En parlant ainsi, il frissonnait comme un homme pris de fièvre: son haleine brûlante semblait raréfier l'air de sa cellule, et on eût dit, à la langueur de son être, qu'il lui restait à peine quelques instants à vivre.

«Bon père Alexis, lui dis-je, votre tendresse pour moi est-elle donc déjà fatiguée? J'ai été faible et craintif, il est vrai; mais vous me sembliez si fort, si vivant, que je comptais retrouver en vous assez de chaleur pour me pardonner ma faute, pour l'effacer et pour me fortifier de nouveau. Mon âme retombe dans la mort avec la vôtre: ne pouvez-vous, comme hier, faire un miracle qui nous ranime tous les deux?

– L'esprit n'est point avec moi aujourd'hui, dit-il. Je suis triste, je doute de tout, et même de toi. Reviens demain, je serai peut-être illuminé.

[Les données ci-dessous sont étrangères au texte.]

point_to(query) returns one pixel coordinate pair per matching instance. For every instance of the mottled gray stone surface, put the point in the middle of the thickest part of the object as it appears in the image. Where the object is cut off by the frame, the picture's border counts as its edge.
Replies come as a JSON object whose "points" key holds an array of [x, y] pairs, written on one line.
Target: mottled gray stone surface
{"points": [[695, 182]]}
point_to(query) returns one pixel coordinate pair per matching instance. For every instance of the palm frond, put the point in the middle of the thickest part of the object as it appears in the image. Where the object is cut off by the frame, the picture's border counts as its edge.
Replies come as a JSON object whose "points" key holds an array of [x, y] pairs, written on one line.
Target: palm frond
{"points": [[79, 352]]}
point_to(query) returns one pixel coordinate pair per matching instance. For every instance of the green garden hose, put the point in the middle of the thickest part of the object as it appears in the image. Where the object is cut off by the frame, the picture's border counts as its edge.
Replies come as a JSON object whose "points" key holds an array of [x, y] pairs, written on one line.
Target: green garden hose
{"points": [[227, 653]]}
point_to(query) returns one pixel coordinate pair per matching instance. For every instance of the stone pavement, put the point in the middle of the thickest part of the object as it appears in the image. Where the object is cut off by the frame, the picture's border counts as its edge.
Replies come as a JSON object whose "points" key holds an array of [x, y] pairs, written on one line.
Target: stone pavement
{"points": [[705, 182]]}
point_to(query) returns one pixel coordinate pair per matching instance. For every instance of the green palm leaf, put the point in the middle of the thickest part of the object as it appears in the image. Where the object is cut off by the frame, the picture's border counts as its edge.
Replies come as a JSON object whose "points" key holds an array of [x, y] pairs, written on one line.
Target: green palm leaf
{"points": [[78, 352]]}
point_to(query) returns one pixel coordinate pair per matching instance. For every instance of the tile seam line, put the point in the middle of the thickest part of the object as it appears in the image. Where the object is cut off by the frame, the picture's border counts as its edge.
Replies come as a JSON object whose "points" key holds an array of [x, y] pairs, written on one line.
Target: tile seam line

– Et que deviendrai-je jusque là?

– L'Esprit est fort, l'Esprit est bon; peut-être t'assistera-t-il directement. En attendant, je veux te donner un conseil pour adoucir l'amertume de ta situation. Je sais pourquoi les moines ont adopté envers toi ce système d'inflexible méchanceté. Ils agissent ainsi avec tous ceux dont ils craignent l'esprit de justice et la droiture naturelle. Ils ont pressenti en toi un homme de cœur, sensible à l'outrage, compatissant à la souffrance, ennemi des féroces et lâches passions. Ils se sont dit que dans un tel homme ils ne trouveraient pas un complice, mais un juge; et ils veulent faire de toi ce qu'ils font de tous ceux dont la vertu les effraie et dont la candeur les gêne. Ils veulent t'abrutir, effacer en toi par la persécution toute notion du juste et de l'injuste, émousser par d'inutiles souffrances toute généreuse énergie. Ils veulent, par de mystérieux et vils complots, par des énigmes sans mot et des châtiments sans objet, t'habituer à vivre brutalement dans l'amour et l'estime de toi seul, à te passer de sympathie, à perdre toute confiance, à mépriser toute amitié. Ils veulent te faire désespérer de la bonté du maître, te dégoûter de la prière, te forcer à mentir ou à trahir tes frères dans la confession, te rendre envieux, sournois, calomniateur, délateur. Ils veulent te rendre pervers, stupide et infâme. Ils veulent t'enseigner que le premier des biens c'est l'intempérance et l'oisiveté, que pour s'y livrer en paix il faut tout avilir, tout sacrifier, dépouiller tout souvenir de grandeur, tuer tout noble instinct. Ils veulent t'enseigner la haine hypocrite, la vengeance patiente, la couardise et la férocité. Ils veulent que ton âme meure pour avoir été nourrie de miel, pour avoir aimé la douceur et l'innocence. Ils veulent, en un mot, faire de toi un moine. Voilà ce qu'ils veulent, mon fils: voilà ce qu'ils ont entrepris, voilà ce qu'ils poursuivent d'un commun accord, les uns par calcul, les autres par instinct, les meilleurs par faiblesse, par obéissance et par crainte.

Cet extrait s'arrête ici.